Wednesday 9 February 2011

9/111 - The Death of Bunny Munro by Nick Cave


I bought this book when it was still out in hardback at the beginning of 2010. It was half price, and so a pretty good deal. I bought this book mostly for totally stupid reasons, but they are reasons all the same. Firstly, I liked the cover. It had a huge cuddly bunny on the front of it. It also had a ribbon marker, which I thought was also pretty cool. All in all, a good-looking book. I also had some sort of notion that Nick Cave was cool, because my manager at the time had said as much. My final reason for buying the book was that it had been recently nominated for the Literary Review’s Bad Sex in Fiction award. I couldn’t say no.
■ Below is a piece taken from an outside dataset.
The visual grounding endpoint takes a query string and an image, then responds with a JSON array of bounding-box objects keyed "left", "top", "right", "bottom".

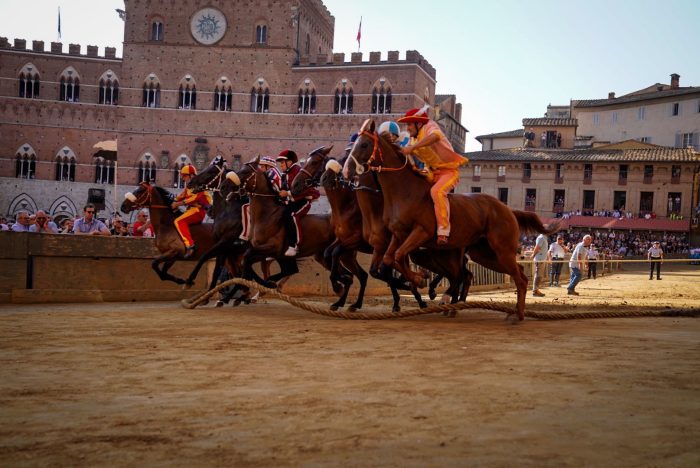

Bunny Munro is a door-to-door salesman of beauty products. He is a cad. In fact, he is more than a cad – he is a total scumbag. He is married to Lydia and they have a 9-year-old-son, Bunny Junior. Early in the novel she commits suicide and the rest of the story is spent following the exploits of Bunny as he drags Bunny Junior around with him.

In some way this is a very funny novel. It’s crude and sort of obscene, but in a way that makes me laugh because I can be kind of crude and obscene sometimes. Bunny himself is a sex-obsessed chauvinist who, unable to keep his enormous sexual appetite in check, nudges his wife into suicidal depression. Which is kind of funny, in a way. For Bunny, every other thought is of Avril Lavigne’s vagina or playing with his dick. The funniest moments however are not the crude bits, but his interactions with the ever-so-sweet Bunny Junior. Nick Cave does a really great job of switching between the thoughts of these two characters, and I was utterly convinced by Bunny Juniors well-meaning and heartfelt confusion, and his unfailing love for his dad. The saddest moments are when he realises all over again that his mother is dead and won’t be coming back.

The book is set in Brighton, which is cool, because having lived there for several years myself I enjoyed reading all the names of places I’ve been to and being able to imagine much more clearly how a house full of women in Moulsecoomb would behave. The quality of the writing itself is also very good, though I’m not so sure about some of the characters. Pretty much everyone we encounter in Bunny Munro is a figure on some kind of spectrum of pathetic human beings. 

Aren’t we all?

Ultimately there was very a sinister element to Bunny’s character, too. Which I can’t really talk about unless I spill some plot details, but whatever. If we are to believe Bunny’s account of things, he is God’s gift to women. He has some seriously powerful mojo and the ladies just cannot resist him. In reality, there are several glimpses of him from about halfway through the novel and onwards, behaving in loathsome, despicable ways. He’s obsessed with his dick, and constantly thinking about the vagina of any woman who enters his sphere of awareness. He describes with lasciviousness the physique of one girl, and in the next paragraph she is revealed to be a three-year-old. In another instance, he is thinking back to a great time he’d been having with a girl, wishing that he had brought some lube, and then lamenting that she would probably recover from the rohypnol soon.

As the novel gears towards its climax, Bunny’s action s reveal him to be less like the old-school charmer that he thinks he is, and more like a monster who imposes his sexual will on women no matter what they have to say about it. As his character unravels, the plot also seemed to do the same thing. It seemed to be going in a particular direction and then just become stuck in one place for ages before ending abruptly and strangely with a strange dream sequence that I didn’t find all that convincing. One review I read of this described Bunny Munro as a tale of redemption, but I would have to disagree. Whatever ‘redemption’ is reached at the climax of the novel left me feeling unsatisfied.